Вопросом в потолок, и оглушающая тишина будет ответом на риторические, незаконченные, бессмысленные. Лиам чувствует, что никому не нужен, но ведь был же когда-то он, и Лиам точно знает, что тремя днями ранее на кровати дверью справа было очень-очень жарко.
— Ты такой раскалённый, Данбар. Такой горячий. — Тео спускается поцелуями по скулам, щекам и задевает губы, после чего зубами по линии подбородка ведёт и ехидной улыбкой добивает. Взгляд Лиама падает на рельефные плечи и испарину, что, как в дешёвом порно, так уместна и так чертовски заводит. — Будешь тереться об меня — выпорю, как непослушную собаку, — шепчет Рэйкен куда-то в область ключицы и вылизывает затвердевший сосок Лиама. А у Данбара мурашки уже как «свои»: по телу бегают, разгоняются и глупой бестолковой улыбкой отдают на лице (лицевой спазм, не более). Лиам сипло смеётся себе в ладонь и весь сжимается, когда пах Тео так катастрофически близко к его.
— Тео?
— Да, малыш.
— Ты меня невъебически бесишь.
— Ты меня тоже, малыш.
Лиам громко вопит себе в сгиб локтя и морщится от нескрываемой всепоглощающей и сжигающей всё на своём пути пустоты. У него озоновые дыры в детской наивной душе. У него чувства ненужности и брошенности захватили территории и вытеснили всё хорошее, всё оптимистическое. И атеизм стал новой религией. Лиам кусает себя за пальцы и воет, потому что больше ничего не осталось, больше никого нет. Скотт приносит какой-то никчемный салат и чашку горячего крепкого кофе. Лиам поднимает на того глаза, и его словно молнией, ударом тока:
— Ты наркоман, Данбар.
— Отвали.
— Кофе в таких количествах вреден.
— Ты мне не мамочка.
— А кто же тогда? — Вопросом в тупик. — Кто я тебе, Лиам? — Тео трётся сзади и кладёт подбородок на плечо Данбара, тем самым пригвоздив его, припечатав и морально, и физически. Не отвертишься. Словно загнанный щенок; у Лиама ладошки потеют, и он неуверенно поворачивает голову, где уже предсказуемо и будто по расписанию — нахальная извилистая улыбка Тео и взгляд, направленный в самое нутро, чтобы до самых не рождённых вселенных увидеть в отражении глаз Лиама ответ на поставленный, но вовремя сведённый в риторический вопрос. — Можешь не говорить, твоё тело уже всё сказало. — Тео облизывает мочку его уха и жмётся сильнее, прямым текстом намекая на буйство красок в области ниже пояса у парня. — Ненасытный.

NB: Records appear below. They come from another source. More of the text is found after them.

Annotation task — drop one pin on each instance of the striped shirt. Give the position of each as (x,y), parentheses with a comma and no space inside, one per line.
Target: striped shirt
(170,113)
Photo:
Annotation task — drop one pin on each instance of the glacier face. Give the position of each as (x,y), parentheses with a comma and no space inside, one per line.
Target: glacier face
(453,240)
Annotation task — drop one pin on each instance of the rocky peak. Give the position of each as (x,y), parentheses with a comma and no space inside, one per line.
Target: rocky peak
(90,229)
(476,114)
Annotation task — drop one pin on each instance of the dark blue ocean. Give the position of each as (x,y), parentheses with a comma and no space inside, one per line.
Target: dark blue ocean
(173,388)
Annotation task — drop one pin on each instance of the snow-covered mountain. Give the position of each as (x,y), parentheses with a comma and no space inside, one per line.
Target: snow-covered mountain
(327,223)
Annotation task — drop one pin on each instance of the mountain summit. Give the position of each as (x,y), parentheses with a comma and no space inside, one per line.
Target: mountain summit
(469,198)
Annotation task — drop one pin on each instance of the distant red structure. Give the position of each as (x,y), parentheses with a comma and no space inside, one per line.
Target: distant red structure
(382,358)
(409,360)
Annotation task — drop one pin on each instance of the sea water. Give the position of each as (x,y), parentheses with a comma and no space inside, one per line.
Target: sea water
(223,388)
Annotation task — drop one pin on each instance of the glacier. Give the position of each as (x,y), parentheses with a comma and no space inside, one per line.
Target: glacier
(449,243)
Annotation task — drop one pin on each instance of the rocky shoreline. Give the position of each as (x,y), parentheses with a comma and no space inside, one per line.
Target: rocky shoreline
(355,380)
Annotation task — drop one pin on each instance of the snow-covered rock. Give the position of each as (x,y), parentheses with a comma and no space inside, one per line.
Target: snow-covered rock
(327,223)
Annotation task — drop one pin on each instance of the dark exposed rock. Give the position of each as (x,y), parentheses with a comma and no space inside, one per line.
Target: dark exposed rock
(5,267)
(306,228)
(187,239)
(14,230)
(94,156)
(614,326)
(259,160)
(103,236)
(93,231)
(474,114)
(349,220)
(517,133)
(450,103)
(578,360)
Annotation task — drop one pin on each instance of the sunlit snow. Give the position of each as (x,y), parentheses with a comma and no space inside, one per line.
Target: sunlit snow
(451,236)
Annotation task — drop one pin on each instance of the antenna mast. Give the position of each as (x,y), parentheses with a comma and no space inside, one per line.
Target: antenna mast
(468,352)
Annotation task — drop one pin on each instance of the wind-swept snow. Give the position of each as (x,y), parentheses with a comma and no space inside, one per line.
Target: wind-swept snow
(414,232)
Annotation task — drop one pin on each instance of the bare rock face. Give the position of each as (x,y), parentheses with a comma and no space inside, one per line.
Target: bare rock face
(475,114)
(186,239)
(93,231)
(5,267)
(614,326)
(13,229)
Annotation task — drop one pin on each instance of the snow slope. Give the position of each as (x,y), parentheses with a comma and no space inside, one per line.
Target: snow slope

Лиам, убитый собственным незнанием, ползёт к своей постели и закрывается с головой в зоне комфорта, не выйдет ни под какими уговорами. Скотт качает головой и уходит, будто и не было. «У Лиама — осенняя хандра», — заявляет как-то Малия, и всем становится немного спокойнее, ведь и без того проблем по горло. Всем, откровенно говоря, похуй.
Лиам пялится в потолок и считает секунды, когда эта пустота отступит и придёт долгожданный сон, но резким ударом под дых, и, закашлявшись, он на ночной кинопоказ попадает, и там, словно злая шутка, — улыбка Тео Рэйкена во весь экран и эта его фраза:
— Ты мне нос сломал. Дважды!
А Лиам рефлекторно кулаки сжимает и в пространство пустой комнаты:
— Трижды.
Лиам засыпает беспокойным сном. Ему снятся космос, созвездие знакомых глаз и бесконечные поцелуи. Скандально-раздражительная незнакомая улыбка освещает тёмные переулки души. Тёплые шершавые ладони поддерживают под руки, когда метеоритный дождь норовит прибить к земле. Бархатный с хрипотцой голос: они нас вспомнят, Стайлз.